The second rule will aggregate all the metrics coming from our rest-proxy
service using a mean
type aggregation (all datapoints within a given window will be averaged) to generate 10 second
tiles and write them out to an M3DB namespace that stores data for two hours
.
The third will match any metrics coming from our cloud environment. In this hypoethical example, our cloud metrics are already aggregated using an application like statsite, so instead of aggregating them again, we just write them directly to an M3DB namespace that retains data for two hours
. Note that while we’re not aggregating the data in M3 here, we still need to provide a resolution so that the ingester can match the storage policy to a known M3DB namespace, as well as so that when we fan out queries to multiple namespaces we know the resolution of the data contained in each namespace.

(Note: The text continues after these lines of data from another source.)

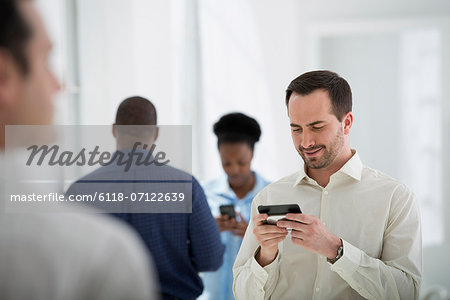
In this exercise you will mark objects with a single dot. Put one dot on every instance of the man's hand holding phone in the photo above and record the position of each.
(310, 233)
(268, 236)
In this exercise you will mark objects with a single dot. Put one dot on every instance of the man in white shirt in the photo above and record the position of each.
(359, 235)
(76, 255)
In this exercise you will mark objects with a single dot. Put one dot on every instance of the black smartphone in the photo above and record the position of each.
(228, 210)
(278, 212)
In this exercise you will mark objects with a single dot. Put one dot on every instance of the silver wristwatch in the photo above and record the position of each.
(340, 253)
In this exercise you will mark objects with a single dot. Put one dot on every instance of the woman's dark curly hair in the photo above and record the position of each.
(237, 128)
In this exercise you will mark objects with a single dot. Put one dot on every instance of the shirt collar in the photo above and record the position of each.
(353, 168)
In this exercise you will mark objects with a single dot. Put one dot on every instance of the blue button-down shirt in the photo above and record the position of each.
(181, 244)
(218, 285)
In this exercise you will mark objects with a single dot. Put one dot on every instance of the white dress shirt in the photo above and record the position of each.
(377, 219)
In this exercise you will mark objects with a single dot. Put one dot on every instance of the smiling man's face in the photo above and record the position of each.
(317, 134)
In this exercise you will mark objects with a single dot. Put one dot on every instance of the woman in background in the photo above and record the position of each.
(236, 137)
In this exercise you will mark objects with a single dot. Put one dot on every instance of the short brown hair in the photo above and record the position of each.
(337, 87)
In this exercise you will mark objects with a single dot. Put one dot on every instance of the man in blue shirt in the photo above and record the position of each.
(182, 244)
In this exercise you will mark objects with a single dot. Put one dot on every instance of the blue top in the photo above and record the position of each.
(219, 284)
(181, 244)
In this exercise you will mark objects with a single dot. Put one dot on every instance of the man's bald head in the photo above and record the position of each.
(136, 111)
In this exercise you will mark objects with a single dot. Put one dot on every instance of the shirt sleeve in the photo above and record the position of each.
(397, 273)
(251, 281)
(206, 246)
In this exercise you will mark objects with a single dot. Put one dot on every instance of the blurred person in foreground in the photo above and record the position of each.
(77, 255)
(182, 244)
(359, 235)
(237, 135)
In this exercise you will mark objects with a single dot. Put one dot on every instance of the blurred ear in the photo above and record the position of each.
(113, 130)
(156, 134)
(9, 74)
(347, 122)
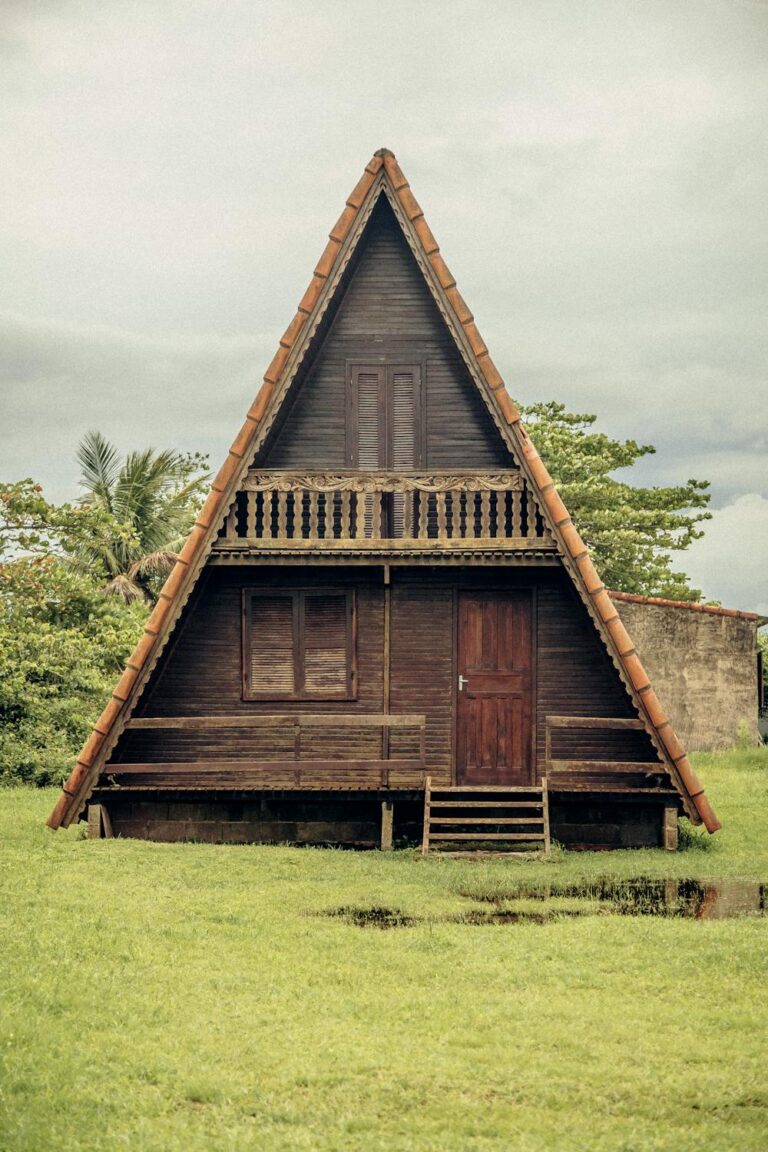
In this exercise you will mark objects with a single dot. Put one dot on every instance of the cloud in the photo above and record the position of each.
(597, 175)
(59, 380)
(730, 562)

Finally, our last rule uses a “catch-all” pattern to capture any metrics that don’t match any of our other rules and aggregate them using the mean
function into 1 minute
tiles which we store for 48 hours
.
Debug mode
If at any time you’re not sure which metrics are being matched by which patterns, or want more visibility into how the carbon ingestion rule are being evaluated, modify the config to enable debug mode:
carbon:
ingester:
debug: true
listenAddress: "0.0.0.0:7204"
This will make the carbon ingestion emit logs for every step that is taking. Note: If your coordinator is ingesting a lot of data, enabling this mode could bring the proccess to a halt due to the I/O overhead, so use this feature cautiously in production environments.
Supported Aggregation Functions
- last
- min
- max
- mean
- median
- count
- sum
- sumsq
- stdev
- p10
- p20
- p30
- p40
- p50
- p60
- p70
- p80
- p90
- p95
- p99
- p999
- p9999
Querying
M3 supports the the majority of graphite query functions and can be used to query metrics that were ingested via the ingestion pathway described above.
Grafana
M3Coordinator
implements the Graphite source interface, so you can add it as a graphite
source in Grafana by following these instructions.
Note that you’ll need to set the URL to: http://<M3_COORDINATOR_HOST_NAME>:7201/api/v1/graphite
Direct
You can query for metrics directly by issuing HTTP GET requests directly against the M3Coordinator
/api/v1/graphite/render
endpoint which runs on port 7201
by default. For example:
(export now=$(date +%s) && curl "localhost:7201/api/v1/graphite/render?target=transformNull(foo.*.baz)&from=$(($now-300))" | jq .)
will query for all metrics matching the foo.*.baz
pattern, applying the transformNull
function, and returning all datapoints for the last 5 minutes.